One of the biggest stumbling blocks to solving the Israeli-Palestinian crisis has been the overwhelming support for Israel (no matter what they do) among the U.S. population, and the dismissal of Palestinian rights. This has been true regardless of other political beliefs, with even Democrats solidly in the Israeli camp.
That is starting to change. With Israel continuing to steal Palestinian land to set up illegal settlements, Israel denying human rights to Palestinians (both in Israel and among the Gaza/West Bank Palestinians), and Israeli refusal to negotiate a true two-state solution, many Americans are moving to support the Palestinian cause. This is especially true of Democrats.
The following is part of an op-ed written by Medhi Hasan for MSNBC.com:
On Thursday, at 7 p.m. ET, Israel and Hamas began a “mutual and simultaneous” cease-fire after 11 straight days of airstrikes and rocket attacks. In Gaza, more than 230 people were killed. In Israel, 12 people lost their lives. As of now, that fragile calm is holding. . . .
In many ways, the latest Gaza violence was a carbon copy of the wars of 2008-2009, 2012 and 2014: the lopsided death toll; the horrific destruction of infrastructure; the global outrage and condemnation.
This time, though, there was one major difference. This time we watched as the Democratic Party, which now controls both the executive and legislative branches of the United States government, seemed to shift its position on Israel before our eyes.
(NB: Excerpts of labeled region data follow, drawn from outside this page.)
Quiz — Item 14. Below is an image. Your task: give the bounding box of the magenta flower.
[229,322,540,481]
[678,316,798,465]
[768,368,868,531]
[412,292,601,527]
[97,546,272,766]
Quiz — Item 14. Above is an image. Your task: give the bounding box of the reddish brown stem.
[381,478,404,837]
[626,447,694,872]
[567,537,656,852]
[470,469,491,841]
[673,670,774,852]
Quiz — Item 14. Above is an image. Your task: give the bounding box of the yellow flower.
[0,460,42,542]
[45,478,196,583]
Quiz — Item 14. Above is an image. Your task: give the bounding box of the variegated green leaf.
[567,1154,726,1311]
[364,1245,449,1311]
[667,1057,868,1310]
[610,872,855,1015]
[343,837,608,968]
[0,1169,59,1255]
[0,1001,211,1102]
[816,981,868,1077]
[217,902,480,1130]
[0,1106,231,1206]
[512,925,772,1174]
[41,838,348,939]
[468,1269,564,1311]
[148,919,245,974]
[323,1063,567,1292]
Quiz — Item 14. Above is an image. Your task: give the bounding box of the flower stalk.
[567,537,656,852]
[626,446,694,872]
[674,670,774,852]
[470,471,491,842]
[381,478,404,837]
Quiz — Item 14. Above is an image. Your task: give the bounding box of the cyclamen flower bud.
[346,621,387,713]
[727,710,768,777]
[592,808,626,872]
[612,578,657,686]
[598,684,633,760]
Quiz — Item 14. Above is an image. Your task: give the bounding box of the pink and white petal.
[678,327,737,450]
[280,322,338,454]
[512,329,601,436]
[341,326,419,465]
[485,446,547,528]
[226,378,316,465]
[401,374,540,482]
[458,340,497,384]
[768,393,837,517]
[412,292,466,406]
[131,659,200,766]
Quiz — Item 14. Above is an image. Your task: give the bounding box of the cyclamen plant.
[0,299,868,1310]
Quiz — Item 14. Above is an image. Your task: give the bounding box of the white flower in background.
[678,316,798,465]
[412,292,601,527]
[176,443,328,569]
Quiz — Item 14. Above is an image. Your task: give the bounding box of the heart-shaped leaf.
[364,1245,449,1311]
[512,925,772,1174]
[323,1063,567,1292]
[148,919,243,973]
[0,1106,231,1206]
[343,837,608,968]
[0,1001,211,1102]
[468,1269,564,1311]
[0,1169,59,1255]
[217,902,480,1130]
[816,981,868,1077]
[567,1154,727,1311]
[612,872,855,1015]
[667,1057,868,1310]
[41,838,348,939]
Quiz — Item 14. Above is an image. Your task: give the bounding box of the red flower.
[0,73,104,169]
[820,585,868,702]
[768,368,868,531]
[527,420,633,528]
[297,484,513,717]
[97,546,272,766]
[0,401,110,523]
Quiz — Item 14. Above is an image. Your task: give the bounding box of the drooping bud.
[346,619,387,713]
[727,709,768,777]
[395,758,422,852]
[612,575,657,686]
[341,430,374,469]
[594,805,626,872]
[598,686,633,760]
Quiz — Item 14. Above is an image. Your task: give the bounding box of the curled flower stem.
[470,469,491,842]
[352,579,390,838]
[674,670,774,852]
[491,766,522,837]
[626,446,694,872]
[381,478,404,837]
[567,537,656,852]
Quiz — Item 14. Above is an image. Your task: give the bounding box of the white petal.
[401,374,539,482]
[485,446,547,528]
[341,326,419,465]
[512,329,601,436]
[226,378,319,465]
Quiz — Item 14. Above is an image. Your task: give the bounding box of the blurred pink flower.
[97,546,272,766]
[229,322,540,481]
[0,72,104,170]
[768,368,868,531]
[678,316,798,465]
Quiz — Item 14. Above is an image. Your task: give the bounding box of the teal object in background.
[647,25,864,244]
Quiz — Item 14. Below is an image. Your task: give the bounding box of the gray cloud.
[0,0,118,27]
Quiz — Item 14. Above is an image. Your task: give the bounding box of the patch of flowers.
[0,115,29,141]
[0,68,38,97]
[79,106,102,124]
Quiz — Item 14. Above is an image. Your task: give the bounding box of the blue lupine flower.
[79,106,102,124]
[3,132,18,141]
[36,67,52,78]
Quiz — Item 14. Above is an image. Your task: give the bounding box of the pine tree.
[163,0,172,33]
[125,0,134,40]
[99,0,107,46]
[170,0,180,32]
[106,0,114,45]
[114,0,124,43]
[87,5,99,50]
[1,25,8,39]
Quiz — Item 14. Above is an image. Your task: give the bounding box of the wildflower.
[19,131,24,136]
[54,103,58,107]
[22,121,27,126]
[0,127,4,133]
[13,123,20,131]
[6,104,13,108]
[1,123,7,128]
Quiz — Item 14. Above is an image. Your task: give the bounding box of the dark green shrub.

Progressives, of course, have led the charge. Last week, members of “the squad” lined up on the House floor to denounce Israel’s actions in the occupied territories. . . .
The next day, Sen. Bernie Sanders, I-Vt., penned a blistering op-ed in The New York Times, insisting the United States “no longer be apologists for the right-wing Netanyahu government and its undemocratic and racist behavior” and concluding with the words: “Palestinian lives matter.”
But it wasn’t only “the squad” or the Senate’s only self-declared socialist who took Israel to task. For the first time in my life, pro-Israel Democratic Party hawks in Congress publicly criticized the Netanyahu government’s actions in the occupied Palestinian territories — mildly and tentatively, yes, but criticism, nevertheless. . . .
So what happened? Well, for a start, former President Donald Trump’s embrace of the Netanyahu government happened. The Donald’s greenlighting of Israeli annexation and settlements, coupled with Bibi’s lavishing of praise on Trump and his alliance with "the Israeli Ku Klux Klan" at home, made support for Israel much more of a partisan issue. The Trump-Netanyahu axis effectively gave many Democrats permission to criticize Israel’s actions in ways they would have never dreamt of before.
Growing diversity in Congress helps: Nearly 1 in 4 members are people of color, compared to 1 in 10 just two decades ago. Do you think it’s a coincidence that some of the most critical voices of Israel right now are Black and brown Democrats in the House? More and more Black Democrats in particular, such as Rep. Cori Bush, D-Mo., are drawing a straight line between Black Lives Matter protestsagainst racial discrimination and police violence here in the United States and Palestinian protests against racial discrimination and police violence in the occupied territories.
The Democratic base has shifted too, moving to the left not just on taxes, health care and immigration. A Morning Consult poll released Wednesday found “Democrats and younger voters are more likely to back the Palestinian cause” than Israel’s. In March, long before the latest flare-up, a Gallup poll found “support for emphasizing pressure on Israel is also at a new high of 34 percent, with a majority of Democrats taking this position for the first time.”
Don’t get me wrong. There is still a long way to go before the United States government takes a more even-handed approach to Israel and the Palestinians. . . .
Yes, the Democratic Party continues to be dominated by PEP — “progressive except Palestine” — politicians, from the president on down. Nevertheless, as countless news stories have documented in recent days, the party’s stance is changing.
“The shift is dramatic; it's tectonic," veteran pollster John Zogby, who himself is Arab American, told the BBC, explaining how support for the Palestinians has become “a major wedge issue, particularly among Democrats, driven by nonwhite voters and younger voters, by progressives in general.”
So this particular political genie is now out of the bottle. No matter how hard supporters of Israel’s airstrikes or occupation might try, it isn’t going back in.